バセドウ病の症状として代表的なものは、心臓がすぐドキドキする、息が切れる、手が震える、怒りっぽく忙しない。すぐ疲れてしまうわりに、やたらと活発的。この辺だろう。治療初期、私は全て当てはまっていた。
また、バセドウ病は、その活発なホルモン活動故に、眼球がぐっと突出してしまう症状が出ることがある。
バセドウ病眼症と呼ばれるこの症状は、私は当てはまらないのだが、割とよくある症状である。一応、定期的に症状の経過を見るために、伊藤病院と提携している眼科で検査を行っている。
定期検査では、眼球の動きや眼圧、視力といった普通の検査科目と、眼球がどのくらい突出しているように見えるか、写真を撮ったりする。そして、稀にある検査の親玉とも言えるのが、眼球MRIである。

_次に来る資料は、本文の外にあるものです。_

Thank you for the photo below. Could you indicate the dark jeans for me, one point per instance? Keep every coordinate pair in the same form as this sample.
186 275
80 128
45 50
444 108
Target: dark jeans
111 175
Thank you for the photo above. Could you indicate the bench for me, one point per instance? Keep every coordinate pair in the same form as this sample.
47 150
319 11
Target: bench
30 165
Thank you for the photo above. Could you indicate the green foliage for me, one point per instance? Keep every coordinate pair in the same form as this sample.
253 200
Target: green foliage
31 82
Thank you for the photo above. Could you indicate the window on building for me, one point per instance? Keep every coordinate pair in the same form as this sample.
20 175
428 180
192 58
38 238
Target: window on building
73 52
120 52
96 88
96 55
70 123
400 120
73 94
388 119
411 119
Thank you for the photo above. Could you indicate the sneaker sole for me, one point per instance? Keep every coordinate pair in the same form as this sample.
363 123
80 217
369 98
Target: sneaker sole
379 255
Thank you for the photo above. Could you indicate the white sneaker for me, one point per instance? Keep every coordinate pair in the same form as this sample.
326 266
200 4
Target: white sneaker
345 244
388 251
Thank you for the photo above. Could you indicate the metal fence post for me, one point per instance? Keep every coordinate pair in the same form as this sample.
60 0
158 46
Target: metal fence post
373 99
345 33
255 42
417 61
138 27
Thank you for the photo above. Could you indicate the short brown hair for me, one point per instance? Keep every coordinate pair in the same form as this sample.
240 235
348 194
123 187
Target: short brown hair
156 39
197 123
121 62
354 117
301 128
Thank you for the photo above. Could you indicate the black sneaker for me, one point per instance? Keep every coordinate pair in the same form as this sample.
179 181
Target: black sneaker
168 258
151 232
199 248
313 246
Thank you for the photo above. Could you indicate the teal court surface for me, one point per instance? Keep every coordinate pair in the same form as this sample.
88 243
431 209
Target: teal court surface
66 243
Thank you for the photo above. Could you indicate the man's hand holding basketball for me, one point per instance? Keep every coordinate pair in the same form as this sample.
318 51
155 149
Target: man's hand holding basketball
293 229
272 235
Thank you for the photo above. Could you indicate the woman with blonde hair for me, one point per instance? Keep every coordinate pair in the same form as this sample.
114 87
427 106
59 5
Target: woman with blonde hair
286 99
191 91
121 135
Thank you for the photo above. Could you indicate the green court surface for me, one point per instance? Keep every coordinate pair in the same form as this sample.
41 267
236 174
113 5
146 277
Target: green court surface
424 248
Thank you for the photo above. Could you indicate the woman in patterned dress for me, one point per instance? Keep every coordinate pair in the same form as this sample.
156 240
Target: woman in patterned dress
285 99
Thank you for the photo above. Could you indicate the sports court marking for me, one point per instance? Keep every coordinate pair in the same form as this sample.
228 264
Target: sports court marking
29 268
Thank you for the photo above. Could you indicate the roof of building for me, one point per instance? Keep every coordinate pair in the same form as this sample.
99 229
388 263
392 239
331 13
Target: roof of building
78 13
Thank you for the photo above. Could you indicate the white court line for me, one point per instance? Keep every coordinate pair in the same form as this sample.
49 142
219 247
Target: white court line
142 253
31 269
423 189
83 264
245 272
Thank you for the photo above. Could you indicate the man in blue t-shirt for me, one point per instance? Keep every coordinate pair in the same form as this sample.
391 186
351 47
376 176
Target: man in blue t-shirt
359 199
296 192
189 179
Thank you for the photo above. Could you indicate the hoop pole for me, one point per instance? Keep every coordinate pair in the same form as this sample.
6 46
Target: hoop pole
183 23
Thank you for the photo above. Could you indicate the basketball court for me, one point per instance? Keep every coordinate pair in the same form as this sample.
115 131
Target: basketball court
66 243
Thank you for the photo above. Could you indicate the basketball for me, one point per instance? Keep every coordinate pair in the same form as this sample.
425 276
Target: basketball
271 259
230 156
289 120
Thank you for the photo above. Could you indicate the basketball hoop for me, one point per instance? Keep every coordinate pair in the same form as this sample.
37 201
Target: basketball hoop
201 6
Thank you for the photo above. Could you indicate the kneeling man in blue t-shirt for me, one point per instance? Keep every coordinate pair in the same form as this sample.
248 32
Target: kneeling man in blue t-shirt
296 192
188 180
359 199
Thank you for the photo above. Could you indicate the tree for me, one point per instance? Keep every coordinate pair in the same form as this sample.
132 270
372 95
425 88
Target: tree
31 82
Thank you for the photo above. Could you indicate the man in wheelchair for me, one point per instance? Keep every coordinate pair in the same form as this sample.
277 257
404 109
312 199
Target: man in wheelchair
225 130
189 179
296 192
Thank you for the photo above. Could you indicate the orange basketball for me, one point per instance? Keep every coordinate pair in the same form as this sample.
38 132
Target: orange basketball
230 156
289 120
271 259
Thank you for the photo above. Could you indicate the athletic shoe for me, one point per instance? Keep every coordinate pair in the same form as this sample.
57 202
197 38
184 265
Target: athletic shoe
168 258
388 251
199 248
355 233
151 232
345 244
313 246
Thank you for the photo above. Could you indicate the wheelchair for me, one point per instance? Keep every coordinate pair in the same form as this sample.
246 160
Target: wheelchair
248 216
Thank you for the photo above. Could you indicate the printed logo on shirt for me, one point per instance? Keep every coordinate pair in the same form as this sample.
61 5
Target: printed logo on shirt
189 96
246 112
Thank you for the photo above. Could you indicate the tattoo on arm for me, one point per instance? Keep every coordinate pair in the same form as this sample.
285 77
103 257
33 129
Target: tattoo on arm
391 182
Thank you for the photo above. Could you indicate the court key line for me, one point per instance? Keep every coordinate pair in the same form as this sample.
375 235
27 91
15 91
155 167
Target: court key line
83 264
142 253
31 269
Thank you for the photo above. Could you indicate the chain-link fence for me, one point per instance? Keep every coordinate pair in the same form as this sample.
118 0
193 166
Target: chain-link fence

まず、表参道の眼科に行くためにすっぴんで歩かなければならないし(アイメイクの成分が良くないらしい)、機械が空いている時間に合わせてカツカツのスケジュールなのも忙しなくて嫌だが、それよりもなによりも、MRIの検査そのものが地獄なのである。
MRI経験者ならご存知だろう。MRI機材はやたらゴツい鉄の塊で、検査中は耳栓をするほどの轟音を打ち鳴らす。耳から比較的遠い部位ならばまだましだが、検査箇所は眼球であるため、当然頭部である。耳栓越しにも分かる轟音の最中、検査の15分間は目を閉じ、寝ず、しかし人と話すことは出来ず、ただただ前を向いていなくてはならないのだ。

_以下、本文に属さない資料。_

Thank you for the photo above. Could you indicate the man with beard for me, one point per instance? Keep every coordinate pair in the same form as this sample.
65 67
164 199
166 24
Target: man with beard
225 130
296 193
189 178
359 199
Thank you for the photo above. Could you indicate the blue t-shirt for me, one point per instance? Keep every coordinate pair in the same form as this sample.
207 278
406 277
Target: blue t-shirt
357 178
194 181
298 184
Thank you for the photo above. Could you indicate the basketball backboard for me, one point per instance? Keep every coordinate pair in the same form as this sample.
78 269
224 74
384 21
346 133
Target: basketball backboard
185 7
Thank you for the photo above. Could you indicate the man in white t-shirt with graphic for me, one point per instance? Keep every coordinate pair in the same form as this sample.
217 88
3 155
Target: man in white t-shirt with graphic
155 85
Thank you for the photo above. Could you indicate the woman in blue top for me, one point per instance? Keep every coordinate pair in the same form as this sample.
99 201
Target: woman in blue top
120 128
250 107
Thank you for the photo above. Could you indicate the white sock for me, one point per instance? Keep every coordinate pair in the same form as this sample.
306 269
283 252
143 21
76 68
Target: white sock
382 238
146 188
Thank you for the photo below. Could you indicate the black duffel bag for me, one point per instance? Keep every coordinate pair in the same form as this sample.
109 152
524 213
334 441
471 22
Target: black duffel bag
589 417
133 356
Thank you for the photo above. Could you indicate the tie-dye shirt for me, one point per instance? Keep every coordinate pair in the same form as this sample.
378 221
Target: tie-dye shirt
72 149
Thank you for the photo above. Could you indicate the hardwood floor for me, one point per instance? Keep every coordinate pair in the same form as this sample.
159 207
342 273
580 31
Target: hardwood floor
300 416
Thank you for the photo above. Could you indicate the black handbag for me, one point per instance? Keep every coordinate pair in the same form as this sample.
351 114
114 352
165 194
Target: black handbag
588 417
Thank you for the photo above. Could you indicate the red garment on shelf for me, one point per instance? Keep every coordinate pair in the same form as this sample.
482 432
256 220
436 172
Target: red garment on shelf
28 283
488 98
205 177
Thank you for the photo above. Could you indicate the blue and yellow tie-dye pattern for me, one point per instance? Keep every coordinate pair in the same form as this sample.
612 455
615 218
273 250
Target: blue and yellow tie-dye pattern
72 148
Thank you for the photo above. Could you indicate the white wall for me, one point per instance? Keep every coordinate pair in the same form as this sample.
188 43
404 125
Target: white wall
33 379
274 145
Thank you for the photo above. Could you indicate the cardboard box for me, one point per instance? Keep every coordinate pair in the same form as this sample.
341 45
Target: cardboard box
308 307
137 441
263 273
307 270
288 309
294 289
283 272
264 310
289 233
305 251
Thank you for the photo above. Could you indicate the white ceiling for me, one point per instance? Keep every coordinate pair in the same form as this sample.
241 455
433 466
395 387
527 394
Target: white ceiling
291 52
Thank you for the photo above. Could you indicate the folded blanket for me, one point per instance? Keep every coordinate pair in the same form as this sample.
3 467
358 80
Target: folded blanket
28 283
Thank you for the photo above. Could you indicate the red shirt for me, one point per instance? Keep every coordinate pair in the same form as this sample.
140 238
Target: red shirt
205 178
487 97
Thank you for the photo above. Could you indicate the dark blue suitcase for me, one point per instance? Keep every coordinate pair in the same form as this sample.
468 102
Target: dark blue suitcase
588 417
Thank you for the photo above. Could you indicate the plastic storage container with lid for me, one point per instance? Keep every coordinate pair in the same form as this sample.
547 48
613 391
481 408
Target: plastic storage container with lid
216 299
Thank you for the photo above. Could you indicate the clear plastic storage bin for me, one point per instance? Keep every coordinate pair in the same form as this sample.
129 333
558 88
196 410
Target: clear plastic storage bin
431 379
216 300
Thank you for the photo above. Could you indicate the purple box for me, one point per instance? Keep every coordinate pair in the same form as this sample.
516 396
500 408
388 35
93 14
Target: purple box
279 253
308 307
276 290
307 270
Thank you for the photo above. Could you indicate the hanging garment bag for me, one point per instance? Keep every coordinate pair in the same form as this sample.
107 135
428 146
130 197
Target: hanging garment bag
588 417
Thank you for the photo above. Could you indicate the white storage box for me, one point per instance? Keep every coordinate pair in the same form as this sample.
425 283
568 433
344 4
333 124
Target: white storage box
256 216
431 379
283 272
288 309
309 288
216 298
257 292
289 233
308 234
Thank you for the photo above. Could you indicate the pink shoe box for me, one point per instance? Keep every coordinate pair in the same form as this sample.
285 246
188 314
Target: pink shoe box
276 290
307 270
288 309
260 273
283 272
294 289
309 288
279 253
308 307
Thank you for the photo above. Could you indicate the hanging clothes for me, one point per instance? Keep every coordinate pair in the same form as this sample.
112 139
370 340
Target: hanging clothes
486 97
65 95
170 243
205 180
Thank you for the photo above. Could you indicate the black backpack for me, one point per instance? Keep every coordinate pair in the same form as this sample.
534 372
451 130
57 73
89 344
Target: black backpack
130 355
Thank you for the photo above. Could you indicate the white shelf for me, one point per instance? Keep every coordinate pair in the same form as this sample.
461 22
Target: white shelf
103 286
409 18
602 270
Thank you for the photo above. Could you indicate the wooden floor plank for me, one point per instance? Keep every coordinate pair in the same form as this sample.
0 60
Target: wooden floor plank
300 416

寝ないで15分間、じっと前を向く。(しかし目は閉じたまま)
これは、ただ寝れずごろごろと寝返りを打つ以上に、辛いものがある。ためしにやってみて頂きたいのだが、ます自分がちゃんと前を向いているのかどうかさえ怪しくなってしまうし、寝ないようにするだけで必死である。
勿論、眠ってしまったら試験の意味がないため、
「眠くなったらお話するので、ナースコールを押してくださいね」
と言われる。しかし、その期間、試験は中断し……それから再開してとなるわけではない。ただ、やり直しになるだけなのだ。多少でも動いてしまう可能性が高いので当たり前だが、ようは仕切り直しになるだけだ。ついこの前やったので、もう数年はやらなくてよいはずだが、必要最低限以外は勘弁していただきたいものである。
苦労して撮った画像は、見てみると結構面白い。試しに眼球MRIで画像検索でもしてみて欲しい。脳より珍しいので、ちょっとした雑談のネタにはなるかもしれない。
地獄の体験をしてみたい方は、ぜひタイマーを使って前を向き続けてみて欲しい。轟音なしで眠らないでいられるかどうかは微妙だが、疑似体験は出来るのではないだろうか。願わくば、もう数分でも、検査時間が短くなりますように。